As Old as The Hills: A History of The NilgirisTea
Silappadikaram, one of the five great epics according to Tamil literary tradition, is the first to refer to the blue hills by their name – The Nilgiris. The name Nilgiris is said to have been coined for the beautiful blue kurunji flowers that colour the hills blue every time they bloom or the pale blue mist that envelope its peaks.
History documents the Nilgiris first as tribal land, occupied by tribes like the Kotas and Todas with the Badagas migrating in the 14th century. Although initially a territory of the Vijaynagara Dynasty, with its fall the Nilgiris became part of the Mysore kingdom and then in 1799 it fell to the East India Company through the treaty of Srirangapatnam.
“As Old as the Hills”
For a long time, the Nilgiris remained untouched by the East India Company, until Jon Sullivan, a collector from Coimbatore and an avid Gardener was charged with surveying the area. The first expedition he commissioned reached the lower levels of the hill but ultimately failed. The second expedition by 1819 was more successful and described the hills as lush and fertile.

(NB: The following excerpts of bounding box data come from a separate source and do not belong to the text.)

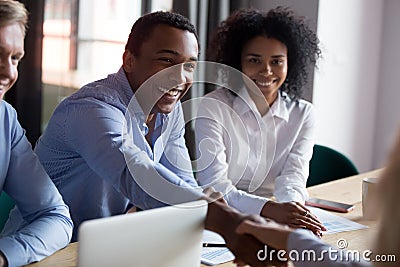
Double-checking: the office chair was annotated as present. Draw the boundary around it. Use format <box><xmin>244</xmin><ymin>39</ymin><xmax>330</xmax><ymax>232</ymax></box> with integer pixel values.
<box><xmin>0</xmin><ymin>192</ymin><xmax>15</xmax><ymax>231</ymax></box>
<box><xmin>307</xmin><ymin>145</ymin><xmax>359</xmax><ymax>187</ymax></box>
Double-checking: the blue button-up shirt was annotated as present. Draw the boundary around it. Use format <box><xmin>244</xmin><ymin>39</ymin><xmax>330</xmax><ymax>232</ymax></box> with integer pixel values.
<box><xmin>35</xmin><ymin>68</ymin><xmax>201</xmax><ymax>241</ymax></box>
<box><xmin>0</xmin><ymin>101</ymin><xmax>72</xmax><ymax>266</ymax></box>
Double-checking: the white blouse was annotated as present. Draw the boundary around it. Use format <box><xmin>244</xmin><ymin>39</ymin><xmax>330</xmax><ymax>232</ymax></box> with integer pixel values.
<box><xmin>195</xmin><ymin>88</ymin><xmax>315</xmax><ymax>214</ymax></box>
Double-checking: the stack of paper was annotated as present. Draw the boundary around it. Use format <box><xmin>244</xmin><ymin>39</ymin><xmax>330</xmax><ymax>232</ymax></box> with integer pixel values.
<box><xmin>307</xmin><ymin>206</ymin><xmax>368</xmax><ymax>234</ymax></box>
<box><xmin>201</xmin><ymin>230</ymin><xmax>235</xmax><ymax>265</ymax></box>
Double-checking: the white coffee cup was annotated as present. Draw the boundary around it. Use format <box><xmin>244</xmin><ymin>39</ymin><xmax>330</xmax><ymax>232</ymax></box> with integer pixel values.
<box><xmin>362</xmin><ymin>178</ymin><xmax>379</xmax><ymax>220</ymax></box>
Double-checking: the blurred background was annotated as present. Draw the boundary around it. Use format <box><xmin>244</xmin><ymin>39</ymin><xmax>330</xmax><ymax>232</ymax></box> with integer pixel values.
<box><xmin>6</xmin><ymin>0</ymin><xmax>400</xmax><ymax>172</ymax></box>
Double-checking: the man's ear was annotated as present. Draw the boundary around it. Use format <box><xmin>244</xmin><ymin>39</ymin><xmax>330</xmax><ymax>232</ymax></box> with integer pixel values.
<box><xmin>122</xmin><ymin>50</ymin><xmax>135</xmax><ymax>72</ymax></box>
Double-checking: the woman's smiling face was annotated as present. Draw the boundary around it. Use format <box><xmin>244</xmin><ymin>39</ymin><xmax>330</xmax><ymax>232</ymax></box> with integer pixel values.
<box><xmin>241</xmin><ymin>36</ymin><xmax>288</xmax><ymax>105</ymax></box>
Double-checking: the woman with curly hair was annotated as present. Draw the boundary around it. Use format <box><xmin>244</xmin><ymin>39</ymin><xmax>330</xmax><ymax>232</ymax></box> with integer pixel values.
<box><xmin>195</xmin><ymin>7</ymin><xmax>324</xmax><ymax>233</ymax></box>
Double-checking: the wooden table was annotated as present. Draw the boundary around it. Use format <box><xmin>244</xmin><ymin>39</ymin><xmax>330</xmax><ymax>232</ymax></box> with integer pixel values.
<box><xmin>27</xmin><ymin>169</ymin><xmax>382</xmax><ymax>267</ymax></box>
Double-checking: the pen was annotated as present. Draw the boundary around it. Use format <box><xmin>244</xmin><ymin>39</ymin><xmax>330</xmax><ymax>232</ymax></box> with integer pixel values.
<box><xmin>203</xmin><ymin>243</ymin><xmax>226</xmax><ymax>248</ymax></box>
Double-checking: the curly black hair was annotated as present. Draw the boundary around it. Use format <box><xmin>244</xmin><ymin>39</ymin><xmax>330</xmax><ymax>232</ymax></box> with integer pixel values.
<box><xmin>125</xmin><ymin>11</ymin><xmax>200</xmax><ymax>55</ymax></box>
<box><xmin>207</xmin><ymin>6</ymin><xmax>321</xmax><ymax>99</ymax></box>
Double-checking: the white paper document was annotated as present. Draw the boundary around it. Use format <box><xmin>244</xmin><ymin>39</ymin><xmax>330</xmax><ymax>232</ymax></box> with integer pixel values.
<box><xmin>307</xmin><ymin>206</ymin><xmax>368</xmax><ymax>234</ymax></box>
<box><xmin>201</xmin><ymin>230</ymin><xmax>235</xmax><ymax>265</ymax></box>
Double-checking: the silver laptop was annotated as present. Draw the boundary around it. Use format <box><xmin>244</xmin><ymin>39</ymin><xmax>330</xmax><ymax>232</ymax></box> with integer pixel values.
<box><xmin>78</xmin><ymin>200</ymin><xmax>207</xmax><ymax>267</ymax></box>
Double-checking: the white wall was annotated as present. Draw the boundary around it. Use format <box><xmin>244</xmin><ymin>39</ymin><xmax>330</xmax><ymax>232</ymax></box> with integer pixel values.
<box><xmin>313</xmin><ymin>0</ymin><xmax>400</xmax><ymax>172</ymax></box>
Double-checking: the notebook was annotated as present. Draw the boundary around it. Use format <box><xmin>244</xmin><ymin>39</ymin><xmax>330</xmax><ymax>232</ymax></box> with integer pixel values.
<box><xmin>78</xmin><ymin>200</ymin><xmax>207</xmax><ymax>267</ymax></box>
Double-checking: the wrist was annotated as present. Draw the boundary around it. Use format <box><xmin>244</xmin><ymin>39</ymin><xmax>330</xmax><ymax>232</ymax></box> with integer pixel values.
<box><xmin>260</xmin><ymin>200</ymin><xmax>278</xmax><ymax>218</ymax></box>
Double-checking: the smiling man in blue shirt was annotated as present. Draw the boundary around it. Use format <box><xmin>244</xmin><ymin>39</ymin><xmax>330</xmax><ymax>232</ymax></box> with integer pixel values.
<box><xmin>0</xmin><ymin>0</ymin><xmax>72</xmax><ymax>267</ymax></box>
<box><xmin>35</xmin><ymin>12</ymin><xmax>288</xmax><ymax>266</ymax></box>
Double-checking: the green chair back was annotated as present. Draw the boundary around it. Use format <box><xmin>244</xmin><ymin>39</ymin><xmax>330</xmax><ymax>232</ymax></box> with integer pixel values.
<box><xmin>307</xmin><ymin>145</ymin><xmax>359</xmax><ymax>187</ymax></box>
<box><xmin>0</xmin><ymin>192</ymin><xmax>15</xmax><ymax>231</ymax></box>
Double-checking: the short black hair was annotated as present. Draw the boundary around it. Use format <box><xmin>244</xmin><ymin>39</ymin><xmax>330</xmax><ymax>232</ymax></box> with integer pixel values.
<box><xmin>125</xmin><ymin>11</ymin><xmax>200</xmax><ymax>55</ymax></box>
<box><xmin>208</xmin><ymin>6</ymin><xmax>321</xmax><ymax>99</ymax></box>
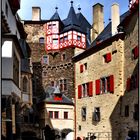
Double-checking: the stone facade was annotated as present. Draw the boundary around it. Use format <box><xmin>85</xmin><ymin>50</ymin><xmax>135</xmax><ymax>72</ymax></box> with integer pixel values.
<box><xmin>24</xmin><ymin>21</ymin><xmax>75</xmax><ymax>98</ymax></box>
<box><xmin>74</xmin><ymin>2</ymin><xmax>139</xmax><ymax>140</ymax></box>
<box><xmin>75</xmin><ymin>36</ymin><xmax>124</xmax><ymax>139</ymax></box>
<box><xmin>120</xmin><ymin>10</ymin><xmax>139</xmax><ymax>139</ymax></box>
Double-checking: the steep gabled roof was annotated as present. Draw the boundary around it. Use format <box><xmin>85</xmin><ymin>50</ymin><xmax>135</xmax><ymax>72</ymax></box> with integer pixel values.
<box><xmin>50</xmin><ymin>11</ymin><xmax>61</xmax><ymax>20</ymax></box>
<box><xmin>91</xmin><ymin>11</ymin><xmax>129</xmax><ymax>46</ymax></box>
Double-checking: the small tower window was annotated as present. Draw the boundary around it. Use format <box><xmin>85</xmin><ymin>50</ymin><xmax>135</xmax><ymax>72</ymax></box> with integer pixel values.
<box><xmin>42</xmin><ymin>55</ymin><xmax>49</xmax><ymax>64</ymax></box>
<box><xmin>77</xmin><ymin>35</ymin><xmax>81</xmax><ymax>41</ymax></box>
<box><xmin>61</xmin><ymin>53</ymin><xmax>66</xmax><ymax>61</ymax></box>
<box><xmin>23</xmin><ymin>77</ymin><xmax>28</xmax><ymax>92</ymax></box>
<box><xmin>39</xmin><ymin>37</ymin><xmax>44</xmax><ymax>44</ymax></box>
<box><xmin>64</xmin><ymin>36</ymin><xmax>68</xmax><ymax>41</ymax></box>
<box><xmin>53</xmin><ymin>39</ymin><xmax>58</xmax><ymax>44</ymax></box>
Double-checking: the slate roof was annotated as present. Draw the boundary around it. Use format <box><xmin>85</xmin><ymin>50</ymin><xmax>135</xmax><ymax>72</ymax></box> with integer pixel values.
<box><xmin>91</xmin><ymin>11</ymin><xmax>129</xmax><ymax>46</ymax></box>
<box><xmin>39</xmin><ymin>87</ymin><xmax>74</xmax><ymax>105</ymax></box>
<box><xmin>50</xmin><ymin>11</ymin><xmax>61</xmax><ymax>20</ymax></box>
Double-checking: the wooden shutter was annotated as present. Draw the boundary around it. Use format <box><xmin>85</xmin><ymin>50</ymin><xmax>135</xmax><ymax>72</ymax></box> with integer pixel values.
<box><xmin>105</xmin><ymin>53</ymin><xmax>111</xmax><ymax>63</ymax></box>
<box><xmin>88</xmin><ymin>82</ymin><xmax>93</xmax><ymax>97</ymax></box>
<box><xmin>96</xmin><ymin>79</ymin><xmax>100</xmax><ymax>95</ymax></box>
<box><xmin>109</xmin><ymin>75</ymin><xmax>114</xmax><ymax>93</ymax></box>
<box><xmin>134</xmin><ymin>46</ymin><xmax>139</xmax><ymax>59</ymax></box>
<box><xmin>78</xmin><ymin>85</ymin><xmax>82</xmax><ymax>99</ymax></box>
<box><xmin>126</xmin><ymin>78</ymin><xmax>131</xmax><ymax>91</ymax></box>
<box><xmin>80</xmin><ymin>65</ymin><xmax>83</xmax><ymax>73</ymax></box>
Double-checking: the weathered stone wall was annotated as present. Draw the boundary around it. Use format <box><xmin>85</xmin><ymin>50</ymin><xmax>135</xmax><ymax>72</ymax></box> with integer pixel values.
<box><xmin>75</xmin><ymin>39</ymin><xmax>124</xmax><ymax>140</ymax></box>
<box><xmin>120</xmin><ymin>12</ymin><xmax>139</xmax><ymax>139</ymax></box>
<box><xmin>24</xmin><ymin>24</ymin><xmax>74</xmax><ymax>98</ymax></box>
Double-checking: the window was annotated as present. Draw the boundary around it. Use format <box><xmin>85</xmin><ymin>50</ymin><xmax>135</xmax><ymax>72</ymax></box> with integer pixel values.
<box><xmin>59</xmin><ymin>79</ymin><xmax>67</xmax><ymax>91</ymax></box>
<box><xmin>64</xmin><ymin>36</ymin><xmax>68</xmax><ymax>41</ymax></box>
<box><xmin>124</xmin><ymin>105</ymin><xmax>129</xmax><ymax>117</ymax></box>
<box><xmin>53</xmin><ymin>39</ymin><xmax>58</xmax><ymax>44</ymax></box>
<box><xmin>103</xmin><ymin>53</ymin><xmax>111</xmax><ymax>63</ymax></box>
<box><xmin>54</xmin><ymin>111</ymin><xmax>59</xmax><ymax>119</ymax></box>
<box><xmin>42</xmin><ymin>55</ymin><xmax>49</xmax><ymax>64</ymax></box>
<box><xmin>126</xmin><ymin>74</ymin><xmax>139</xmax><ymax>91</ymax></box>
<box><xmin>64</xmin><ymin>112</ymin><xmax>68</xmax><ymax>119</ymax></box>
<box><xmin>80</xmin><ymin>63</ymin><xmax>87</xmax><ymax>73</ymax></box>
<box><xmin>61</xmin><ymin>53</ymin><xmax>66</xmax><ymax>61</ymax></box>
<box><xmin>39</xmin><ymin>37</ymin><xmax>44</xmax><ymax>44</ymax></box>
<box><xmin>92</xmin><ymin>107</ymin><xmax>100</xmax><ymax>122</ymax></box>
<box><xmin>81</xmin><ymin>107</ymin><xmax>86</xmax><ymax>121</ymax></box>
<box><xmin>51</xmin><ymin>81</ymin><xmax>54</xmax><ymax>87</ymax></box>
<box><xmin>77</xmin><ymin>35</ymin><xmax>81</xmax><ymax>41</ymax></box>
<box><xmin>133</xmin><ymin>104</ymin><xmax>139</xmax><ymax>121</ymax></box>
<box><xmin>60</xmin><ymin>37</ymin><xmax>63</xmax><ymax>43</ymax></box>
<box><xmin>48</xmin><ymin>24</ymin><xmax>52</xmax><ymax>29</ymax></box>
<box><xmin>78</xmin><ymin>82</ymin><xmax>93</xmax><ymax>99</ymax></box>
<box><xmin>95</xmin><ymin>75</ymin><xmax>114</xmax><ymax>95</ymax></box>
<box><xmin>132</xmin><ymin>46</ymin><xmax>139</xmax><ymax>59</ymax></box>
<box><xmin>78</xmin><ymin>125</ymin><xmax>81</xmax><ymax>131</ymax></box>
<box><xmin>23</xmin><ymin>77</ymin><xmax>28</xmax><ymax>92</ymax></box>
<box><xmin>49</xmin><ymin>111</ymin><xmax>53</xmax><ymax>118</ymax></box>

Sullivan set up his own home there in 1821. He recognised the land and climate as ideal for growing English flowers and fruits and set up the first European settlement in Ooty. The agreeable weather and natural beauty of the Nilgiris lent itself to becoming a summer palace for the British government and an Indian home to many British officials. Sullivan himself donated generously to the setting up of botanical gardens reminiscent of the English gardens he was used to, many of which still draw tourists today.
In 1834 seeds were brought in from China and planted in the Nilgiris, starting some of the very first plantations there. Out of this batch of seeds, one was planted in Thiashola where it has stood for almost 200 years and still stands today as the oldest tea plant in south India.
As the tea boom in the Nilgiris grew, so did Thiashola plantations. Now it finds its home in a small but bustling Nilgiris, and much like the tea bush carries with it centauries of heritage, combing some of the best parts of the past and present.